Chapter 16. Introduction: Monitoring and Responding to Resource Activity

One of the core functions of JBoss Operations Network is that it lets administrators stay aware of the state of their JBoss servers, platforms, and overall IT environment.
The current state of individual servers and applications provides critical information to IT staff about traffic and usage, equipment failures, and server performance. JBoss Operations Network can supply a clearer picture of these critical data by automatically monitoring resources in its inventory.
The most powerful aspect of management is the ability to know, accurately, where your resources are and to respond to that ever-changing situation reliably.

16.1. Monitoring and Types of Data

Monitoring gives insight into how a specific machine, application, or service is performing. JBoss ON collects different types of information from different native and external sources for its managed resources.
JBoss Operations Network is not a real-time monitor or an archive of data points or a profiler. What JBoss ON does is, in essence, filter and process raw data so that long-term trends, operating parameters, and performance histories — the purpose of monitoring — are clear and accessible from the data. JBoss ON uses schedules to define what information to gather and how frequently (anywhere from 30 seconds to hours). This prioritizes the performance information for a resource and makes important information more visible and coherent.
Although the precise information gathered is different depending on the resource type, there are a few broad categories of monitoring data. Each category obtains information from a different place and is useful to determine a different aspect of resource behavior.
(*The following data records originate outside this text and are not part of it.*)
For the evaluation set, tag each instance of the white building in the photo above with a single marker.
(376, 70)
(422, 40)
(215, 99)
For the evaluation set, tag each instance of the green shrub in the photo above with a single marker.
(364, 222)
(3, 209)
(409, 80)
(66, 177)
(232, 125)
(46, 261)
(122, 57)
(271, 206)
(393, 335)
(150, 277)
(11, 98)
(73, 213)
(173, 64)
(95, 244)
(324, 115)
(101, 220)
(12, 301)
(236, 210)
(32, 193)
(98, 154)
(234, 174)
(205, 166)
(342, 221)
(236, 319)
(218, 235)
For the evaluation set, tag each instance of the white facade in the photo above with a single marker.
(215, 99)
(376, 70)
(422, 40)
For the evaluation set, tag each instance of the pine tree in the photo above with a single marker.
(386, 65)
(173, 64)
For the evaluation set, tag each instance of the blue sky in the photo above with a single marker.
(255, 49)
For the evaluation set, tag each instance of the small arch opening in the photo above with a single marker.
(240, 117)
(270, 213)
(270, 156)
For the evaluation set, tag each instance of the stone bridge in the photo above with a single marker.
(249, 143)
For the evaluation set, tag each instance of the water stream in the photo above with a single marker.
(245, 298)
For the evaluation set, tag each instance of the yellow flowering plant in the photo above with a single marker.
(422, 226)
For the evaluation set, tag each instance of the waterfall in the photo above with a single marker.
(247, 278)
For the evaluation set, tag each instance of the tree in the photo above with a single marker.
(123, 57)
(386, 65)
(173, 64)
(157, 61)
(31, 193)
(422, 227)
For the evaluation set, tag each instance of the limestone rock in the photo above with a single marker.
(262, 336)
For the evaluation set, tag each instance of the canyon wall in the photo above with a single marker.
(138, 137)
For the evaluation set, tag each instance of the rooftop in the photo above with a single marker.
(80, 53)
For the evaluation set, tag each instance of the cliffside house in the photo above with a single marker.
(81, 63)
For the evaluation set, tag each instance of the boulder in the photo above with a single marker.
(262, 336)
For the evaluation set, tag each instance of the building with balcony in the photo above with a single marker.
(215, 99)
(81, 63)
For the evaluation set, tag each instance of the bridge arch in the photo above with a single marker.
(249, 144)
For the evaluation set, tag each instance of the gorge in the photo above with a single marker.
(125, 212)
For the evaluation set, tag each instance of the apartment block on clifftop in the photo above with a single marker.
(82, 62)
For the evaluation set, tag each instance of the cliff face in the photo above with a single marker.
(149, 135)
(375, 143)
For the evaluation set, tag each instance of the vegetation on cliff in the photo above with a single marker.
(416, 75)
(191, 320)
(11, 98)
Availability or "up and down" monitoring
This is both basic and critical. Availability is status information about the resource, whether it is running or stopped.
Numeric metrics
Metrics are the core performance data for a resource. Almost every software product exposes some sort of information about itself, some measurable facet that can be checked. This is usually This numeric information is collected by JBoss ON, on defined schedules.
Metric information is processed by the server. There are three states of the monitoring data used:
  • Raw data, which are the readings collected on schedule by the agent and sent to the server
  • Aggregated data, which is compressed data processed by the server into 1-hour, 6-hour, and 24-hour averages and used to calculate baselines and normal operating ranges for resources. These aggregated data are the information displayed in the monitoring graphs and returned in the CLI as metrics.
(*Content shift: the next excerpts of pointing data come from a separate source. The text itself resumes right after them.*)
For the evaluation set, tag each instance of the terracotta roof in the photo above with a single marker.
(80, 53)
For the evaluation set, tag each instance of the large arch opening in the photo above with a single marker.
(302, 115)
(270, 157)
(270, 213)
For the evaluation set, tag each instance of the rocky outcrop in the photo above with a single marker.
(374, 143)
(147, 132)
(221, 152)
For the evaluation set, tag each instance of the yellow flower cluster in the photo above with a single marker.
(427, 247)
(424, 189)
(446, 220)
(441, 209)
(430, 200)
  • Live values, which are ad hoc requests for the current value of a metric.
    Metric values are rolling live-streams of the resource state; they are essentially snapshots that the agent takes of the readings on predefined schedules. Those data are then aggregated into means and averages to use to track resource performance.
    Live values are immediate, aggregated, current readings of a metric value.
Metric information is especially important because it is collected and stored long-term. This allows for historical views on resource performance, as well as recent views.
Logfile messages (events)
While JBoss ON is not a log viewer, it can monitor specified logs and check for important log messages based on severity or strings within the log messages. This is event monitoring, and it allows JBoss ON to identify incidents for a resource and to send an alert notification and, if necessary, take corrective action based on dynamic information outside normal metrics.
Response time metrics
Certain types of resources (URLs for web servers or session beans) depend on responsiveness as a component of overall performance. Response time or call-time data tracks how quickly the URL or session bean responds to client requests and helps determine that the overall application is performant.
Descriptive strings (traits)
Most resources have some relatively static information that describe the resource itself, such as an instance name, build date, or version number. This information is a trait. As with other attributes for a resource, this can be monitored. Traits are useful to identify changes to the underlying application, like a version update.